Do your own research!

Try out searching for "lost bitcoins", "stole my money" or "scammers" together with the wallet's name, even if you think the wallet is generally trustworthy. For all the bigger wallets you will find accusations. Make sure you understand why they were made and if you are comfortable with the provider's reaction.

If you find something we should include, you can create an issue or edit this analysis yourself and create a merge request for your changes.

The Analysis

The app’s description sounds non-custodial as it mentions an HD backup:

Eidoo is a multicurrency wallet and a crypto exchange with a single backup passphrase and HD security level.

The website is more explicit:

Your private key is encrypted on the app and only you can decrypt it as Eidoo is NOT a custodian wallet.

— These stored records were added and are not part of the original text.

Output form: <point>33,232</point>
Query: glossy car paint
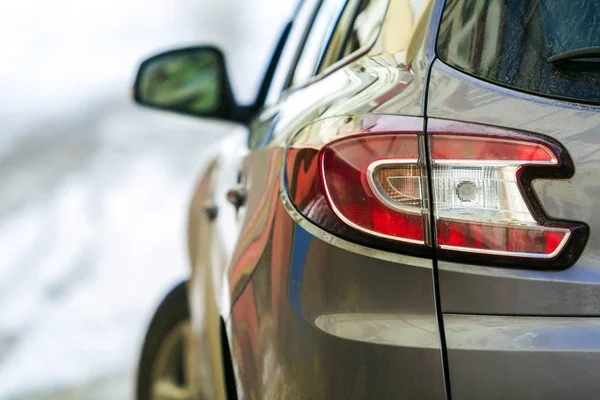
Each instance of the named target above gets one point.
<point>309,315</point>
<point>513,355</point>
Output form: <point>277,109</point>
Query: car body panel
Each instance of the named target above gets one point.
<point>507,357</point>
<point>318,314</point>
<point>518,341</point>
<point>311,315</point>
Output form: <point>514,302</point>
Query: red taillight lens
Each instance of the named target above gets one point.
<point>365,179</point>
<point>483,203</point>
<point>373,183</point>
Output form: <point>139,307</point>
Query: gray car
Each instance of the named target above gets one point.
<point>407,211</point>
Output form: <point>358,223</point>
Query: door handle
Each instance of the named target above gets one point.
<point>237,196</point>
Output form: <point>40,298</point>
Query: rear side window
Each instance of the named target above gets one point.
<point>509,42</point>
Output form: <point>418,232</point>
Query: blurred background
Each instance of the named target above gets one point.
<point>95,189</point>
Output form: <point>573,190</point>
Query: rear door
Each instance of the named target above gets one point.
<point>527,325</point>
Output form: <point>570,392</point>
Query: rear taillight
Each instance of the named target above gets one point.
<point>365,179</point>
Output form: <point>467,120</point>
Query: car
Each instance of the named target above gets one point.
<point>408,210</point>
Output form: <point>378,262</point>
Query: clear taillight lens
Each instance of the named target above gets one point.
<point>482,198</point>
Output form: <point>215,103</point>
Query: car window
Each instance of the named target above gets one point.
<point>300,27</point>
<point>341,35</point>
<point>316,42</point>
<point>509,42</point>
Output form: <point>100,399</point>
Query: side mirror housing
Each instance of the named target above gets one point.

You can use the wallet without providing any personal information

Unfortunately we can’t find any source code. No such link on their website and neither can we find any relevant hit searching for their appId io.eidoo.wallet.prodnet on GitHub which leads to the verdict: not verifiable.

Other observations

When restoring a wallet from the 12 words mnemonic, the wallet uses the currently active keyboard which might be less than trustworthy. More secure wallets have their custom keyboards for backup entry.

The wallet also is limited to 12 words + passphrase and does not support 24 words as some wallets use by default, so you won’t be able to use this wallet to restore a backup from such wallets.


Verdict Explained

No source code found

Without public source available, this app cannot be verified!

This verdict means that we could not find any source to compile the app from. Internally the company might do everything right but as we can't verify it, there is nothing protecting the user from an exit-scam where the provider releases an app that leaks the keys to the servers.

The app cannot be independently verified. If the provider puts your funds at risk on purpose or by accident, you will probably not know about the issue before people start losing money. If the provider is more criminally inclined he might have collected all the backups of all the wallets, ready to be emptied at the press of a button. The app might have a formidable track record but out of distress or change in management turns out to be evil from some point on, with nobody outside ever knowing before it is too late.